120 km yesterday on my bicycle with friends. Totally tired by the time I had done 90 and then they said we had to go to the top of this hill ... got 1/3rd the way up (only about 250 meters) then got off to walk it, pushing the bike.

Well worth the effort though because I got a few photo's of the sunset


----------



## WereBo (Apr 5, 2008)

It's nice to see a 'natural' sunset, unspoilt by filters etc. to 'enhance' the colours. The silhouettes are lovely, but the last one takes the biscuit, with just enough exposure to show how dark the ground is, without it being black ray:


----------



## Done_Fishin (Oct 10, 2006)

Thanks .. I hate using filters .. I don't even have any .. and of course the only tools I use are "hugin" (to create panaramas) which does compensate for lighting between photo's, however the overall effect was extremely pleasing. I saw that view and forgot everything else :laugh:


----------



## WereBo (Apr 5, 2008)

When I was using my Praktica 35mm film-camera, the only filters I used were polarising-filters, and they were permanently left on the lenses :grin:


----------



## Done_Fishin (Oct 10, 2006)

I could live with that but I never got around to buying filters even for my old Praktika .. was all I could do to afford the camera, lenses & kit let alone extra filters.


----------



## SABL (Jul 4, 2008)

Straight from the camera with no edit.
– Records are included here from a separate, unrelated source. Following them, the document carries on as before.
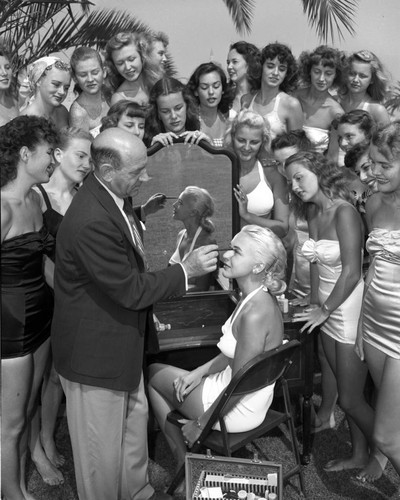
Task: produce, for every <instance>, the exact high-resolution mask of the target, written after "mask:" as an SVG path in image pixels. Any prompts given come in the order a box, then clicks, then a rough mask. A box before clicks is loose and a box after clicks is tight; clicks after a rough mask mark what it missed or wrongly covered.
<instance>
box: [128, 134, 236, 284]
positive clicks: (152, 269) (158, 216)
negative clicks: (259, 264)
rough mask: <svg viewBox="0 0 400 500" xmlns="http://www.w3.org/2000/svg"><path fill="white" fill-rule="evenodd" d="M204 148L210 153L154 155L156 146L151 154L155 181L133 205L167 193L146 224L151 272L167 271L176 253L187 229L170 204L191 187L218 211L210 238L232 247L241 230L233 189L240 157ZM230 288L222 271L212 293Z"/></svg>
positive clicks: (231, 154) (140, 196) (149, 156)
mask: <svg viewBox="0 0 400 500" xmlns="http://www.w3.org/2000/svg"><path fill="white" fill-rule="evenodd" d="M205 147H206V148H207V151H206V150H205V149H204V148H202V147H200V146H197V145H188V144H184V143H177V144H174V145H172V146H168V147H161V148H160V149H159V150H158V151H157V152H155V153H154V154H152V152H153V151H154V149H158V146H157V147H154V146H153V148H150V150H149V154H150V156H149V157H148V162H147V165H146V170H147V174H148V176H149V177H150V178H151V179H150V180H149V181H148V182H145V183H142V185H141V187H140V191H139V195H138V196H137V197H136V199H135V200H134V205H137V204H142V203H144V202H145V201H146V200H147V199H148V198H149V197H150V196H151V195H153V194H155V193H164V194H165V195H166V196H167V197H168V199H167V202H166V205H165V208H164V209H162V210H160V211H159V212H157V213H155V214H152V215H149V216H148V217H147V220H146V231H145V234H144V243H145V248H146V255H147V256H148V261H149V265H150V269H152V270H158V269H163V268H164V267H166V266H167V265H168V261H169V259H170V257H171V256H172V254H173V253H174V251H175V248H176V245H177V236H178V233H179V232H180V231H181V230H182V229H184V226H183V223H182V222H181V221H178V220H174V219H173V217H172V214H173V207H172V205H173V203H174V202H175V201H176V199H177V198H178V197H179V195H180V194H181V192H182V191H183V190H184V189H185V188H186V187H187V186H198V187H201V188H204V189H206V190H207V191H208V192H209V193H210V194H211V196H212V197H213V199H214V205H215V210H214V215H213V216H212V217H211V220H212V221H213V223H214V225H215V231H214V233H212V234H213V237H214V238H215V240H216V241H217V244H218V246H219V248H221V249H222V248H228V247H229V246H230V242H231V240H232V237H233V236H234V235H235V234H236V233H237V232H238V231H239V228H238V224H239V222H238V221H239V214H238V209H237V203H236V200H235V199H234V195H233V189H232V186H233V185H236V183H237V179H238V169H237V166H236V158H235V156H234V155H233V154H230V153H229V152H225V153H224V152H223V150H220V149H219V150H217V149H216V148H212V147H210V146H207V145H206V146H205ZM214 153H217V154H214ZM229 154H230V155H231V156H228V155H229ZM231 286H232V285H231V284H230V283H228V282H227V280H225V279H223V277H222V276H221V273H219V276H218V277H216V283H215V284H214V285H213V286H212V287H211V290H214V289H218V288H222V289H230V288H231ZM204 293H207V292H204Z"/></svg>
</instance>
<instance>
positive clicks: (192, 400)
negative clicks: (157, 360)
mask: <svg viewBox="0 0 400 500" xmlns="http://www.w3.org/2000/svg"><path fill="white" fill-rule="evenodd" d="M185 373H187V371H186V370H182V369H181V368H177V367H175V366H170V365H164V364H161V363H154V364H152V365H150V366H149V385H148V390H149V398H150V403H151V407H152V409H153V412H154V415H155V417H156V419H157V422H158V424H159V426H160V429H161V430H162V432H163V433H164V435H165V437H166V439H167V442H168V444H169V447H170V448H171V451H172V453H173V454H174V455H175V457H176V459H177V462H178V463H177V469H179V468H180V467H181V466H182V464H183V463H184V462H185V454H186V452H187V448H186V445H185V443H184V440H183V435H182V432H181V430H180V428H179V427H177V426H176V425H174V424H171V423H170V422H168V421H167V415H168V413H169V412H170V411H173V410H174V409H178V410H179V411H180V412H181V413H182V414H183V415H185V416H186V417H188V418H190V419H195V418H197V417H199V416H200V415H202V414H203V413H204V407H203V401H202V391H203V383H200V385H198V386H197V387H196V388H195V389H193V391H192V392H191V393H190V394H188V396H187V397H186V399H185V400H184V402H183V403H179V402H178V400H177V399H176V397H175V390H174V386H173V382H174V380H175V379H176V378H177V377H179V376H182V375H184V374H185Z"/></svg>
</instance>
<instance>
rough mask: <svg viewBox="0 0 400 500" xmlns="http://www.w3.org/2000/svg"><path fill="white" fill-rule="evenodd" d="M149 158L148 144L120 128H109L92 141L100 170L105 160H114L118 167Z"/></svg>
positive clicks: (93, 154)
mask: <svg viewBox="0 0 400 500" xmlns="http://www.w3.org/2000/svg"><path fill="white" fill-rule="evenodd" d="M145 158H147V151H146V146H145V145H144V144H143V142H142V141H141V140H140V139H139V138H138V137H136V136H134V135H132V134H130V133H129V132H126V131H125V130H123V129H120V128H109V129H107V130H105V131H104V132H101V134H99V135H98V136H97V137H96V138H95V139H94V141H93V143H92V159H93V163H94V166H95V169H96V170H98V169H99V168H100V167H101V165H102V164H103V163H104V161H107V162H110V161H112V165H113V167H114V168H116V169H120V168H122V167H123V166H124V164H125V165H126V164H127V163H128V162H129V163H132V162H133V163H134V164H135V163H137V162H141V161H143V159H145Z"/></svg>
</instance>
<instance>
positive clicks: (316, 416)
mask: <svg viewBox="0 0 400 500" xmlns="http://www.w3.org/2000/svg"><path fill="white" fill-rule="evenodd" d="M318 358H319V364H320V366H321V389H322V399H321V406H320V407H319V409H318V413H317V414H316V415H315V420H314V429H313V432H320V431H323V430H325V429H332V428H333V427H335V415H334V409H335V405H336V401H337V384H336V377H335V374H334V373H333V371H332V369H331V367H330V365H329V363H328V360H327V359H326V355H325V351H324V348H323V346H322V340H321V335H319V336H318Z"/></svg>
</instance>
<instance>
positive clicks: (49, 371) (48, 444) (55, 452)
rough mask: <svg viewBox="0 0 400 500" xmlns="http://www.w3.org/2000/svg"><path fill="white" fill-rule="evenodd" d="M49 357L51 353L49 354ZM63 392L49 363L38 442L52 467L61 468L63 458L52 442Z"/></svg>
mask: <svg viewBox="0 0 400 500" xmlns="http://www.w3.org/2000/svg"><path fill="white" fill-rule="evenodd" d="M50 356H51V353H50ZM63 395H64V392H63V389H62V387H61V382H60V377H59V376H58V373H57V372H56V370H55V368H54V363H53V362H52V361H51V366H50V371H48V372H46V373H45V376H44V379H43V386H42V427H41V431H40V441H41V443H42V446H43V449H44V451H45V453H46V456H47V458H48V459H49V460H50V462H51V463H52V464H53V465H54V467H61V466H62V465H64V463H65V458H64V457H63V456H62V455H61V454H60V453H59V452H58V450H57V448H56V444H55V441H54V433H55V429H56V423H57V415H58V410H59V408H60V405H61V401H62V398H63Z"/></svg>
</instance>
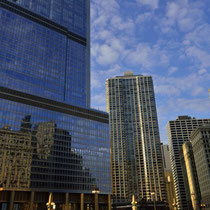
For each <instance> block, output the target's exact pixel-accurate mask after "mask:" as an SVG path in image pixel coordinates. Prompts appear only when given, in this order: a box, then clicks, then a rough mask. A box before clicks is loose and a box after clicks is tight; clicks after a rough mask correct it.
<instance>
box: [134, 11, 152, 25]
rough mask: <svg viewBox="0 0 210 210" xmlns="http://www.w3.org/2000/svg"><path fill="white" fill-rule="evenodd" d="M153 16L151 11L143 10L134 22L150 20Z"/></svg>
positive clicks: (150, 19) (141, 21) (141, 22)
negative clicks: (145, 10)
mask: <svg viewBox="0 0 210 210" xmlns="http://www.w3.org/2000/svg"><path fill="white" fill-rule="evenodd" d="M152 18H153V14H152V13H151V12H145V13H143V14H140V15H138V16H137V18H136V23H137V24H140V23H144V22H145V21H148V20H151V19H152Z"/></svg>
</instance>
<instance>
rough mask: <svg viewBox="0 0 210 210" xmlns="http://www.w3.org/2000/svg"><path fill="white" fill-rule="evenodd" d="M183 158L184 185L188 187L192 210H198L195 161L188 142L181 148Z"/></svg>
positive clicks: (198, 203) (196, 181) (196, 179)
mask: <svg viewBox="0 0 210 210" xmlns="http://www.w3.org/2000/svg"><path fill="white" fill-rule="evenodd" d="M182 152H183V158H184V161H183V162H184V170H186V175H184V176H186V177H184V179H185V180H186V181H185V185H188V186H187V187H189V196H190V199H191V202H192V208H193V209H194V210H200V204H201V203H200V201H201V195H200V187H199V182H198V176H197V170H196V166H195V160H194V155H193V150H192V145H191V143H190V142H185V143H184V144H183V146H182Z"/></svg>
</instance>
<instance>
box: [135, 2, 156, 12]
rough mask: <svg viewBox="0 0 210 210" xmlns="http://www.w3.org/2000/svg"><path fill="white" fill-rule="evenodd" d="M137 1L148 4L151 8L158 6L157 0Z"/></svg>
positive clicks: (155, 7) (153, 9)
mask: <svg viewBox="0 0 210 210" xmlns="http://www.w3.org/2000/svg"><path fill="white" fill-rule="evenodd" d="M137 3H140V4H142V5H147V6H150V7H151V8H152V9H153V10H154V9H157V8H158V6H159V0H137Z"/></svg>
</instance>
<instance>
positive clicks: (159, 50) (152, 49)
mask: <svg viewBox="0 0 210 210" xmlns="http://www.w3.org/2000/svg"><path fill="white" fill-rule="evenodd" d="M127 61H128V63H130V64H132V65H141V66H142V67H143V68H146V69H151V68H153V67H154V66H158V65H164V64H168V61H169V56H168V55H167V54H166V53H165V52H164V50H162V49H160V46H159V45H154V46H150V45H149V44H147V43H139V44H138V45H137V47H136V48H135V49H132V50H130V51H128V56H127Z"/></svg>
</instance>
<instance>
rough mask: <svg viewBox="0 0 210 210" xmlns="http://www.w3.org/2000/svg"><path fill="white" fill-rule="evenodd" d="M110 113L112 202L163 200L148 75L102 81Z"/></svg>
mask: <svg viewBox="0 0 210 210" xmlns="http://www.w3.org/2000/svg"><path fill="white" fill-rule="evenodd" d="M106 96H107V112H108V113H109V114H110V138H111V158H112V191H113V195H114V201H115V202H116V203H123V202H129V203H130V202H131V200H132V195H135V197H136V200H137V201H141V200H142V199H143V200H146V201H148V200H151V199H154V198H153V197H154V195H155V200H156V201H165V200H166V190H165V183H164V172H163V163H162V158H161V145H160V137H159V128H158V119H157V111H156V104H155V95H154V89H153V81H152V77H151V76H143V75H133V73H132V72H125V73H124V76H117V77H115V78H110V79H107V81H106Z"/></svg>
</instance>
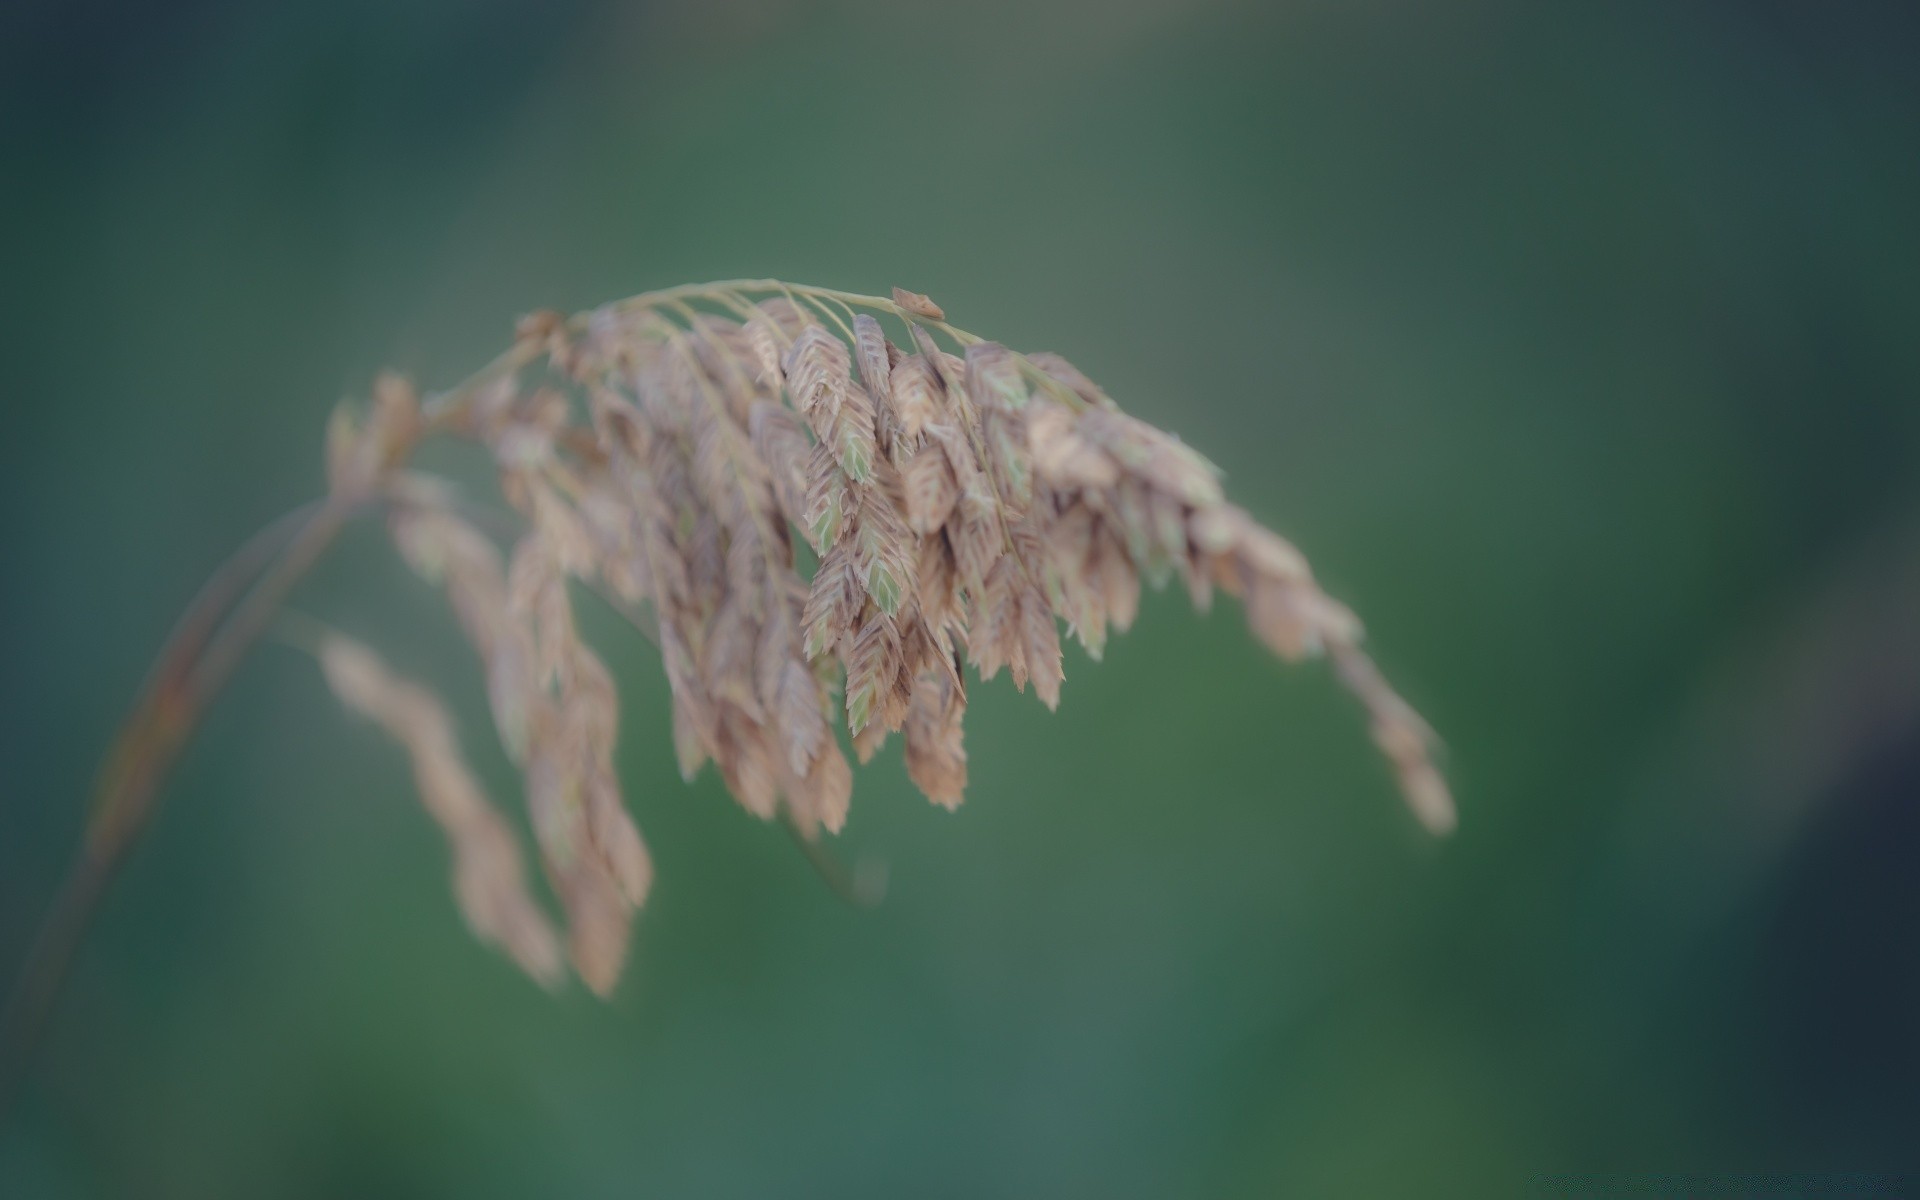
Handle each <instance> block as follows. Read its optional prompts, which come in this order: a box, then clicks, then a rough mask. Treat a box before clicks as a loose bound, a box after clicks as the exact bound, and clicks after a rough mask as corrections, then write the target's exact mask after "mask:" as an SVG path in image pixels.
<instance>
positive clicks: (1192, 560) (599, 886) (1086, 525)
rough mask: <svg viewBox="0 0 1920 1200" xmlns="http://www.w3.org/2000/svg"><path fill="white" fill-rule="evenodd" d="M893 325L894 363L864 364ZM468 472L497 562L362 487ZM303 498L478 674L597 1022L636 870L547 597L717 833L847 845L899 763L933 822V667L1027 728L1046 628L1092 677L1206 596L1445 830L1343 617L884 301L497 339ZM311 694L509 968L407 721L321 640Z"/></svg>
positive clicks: (573, 640) (1056, 652) (433, 511)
Waikiki Hawaii...got more but don't have a hosting site.


----------



## WereBo (Apr 5, 2008)

Lovely picture SABL, I like the cloud's silver lining, you caught it perfectly without losing any of the other details









I took this one from my rear balcony, soon after buying my 1st (and only so far) digital camera, mainly for the intense colours of the sky.



















The strange angle of the building is cos it was as wide-angle as possible, to get it all in :grin:


----------



## Done_Fishin (Oct 10, 2006)

@SABL & Werebo ... NICE!!!! Very, Very Nice !!


----------



## Mack (Nov 8, 2004)

Nice Images guys.

This is one of my first pictures with my first slr. No filters or editing.


----------



## WereBo (Apr 5, 2008)

Now THAT is just spectacular! Even to the lonely seagull flying into the sunset ray:

Was that taken in Ireland?


----------



## Mack (Nov 8, 2004)

Thanks WerebBo, yes I took this in Dublin. I was up early to get a photograph of the power station to the left of this, I wanted a shot with the sun rising behind it but this was the shot i ended up with.


----------



## Done_Fishin (Oct 10, 2006)

Beautiful ..


----------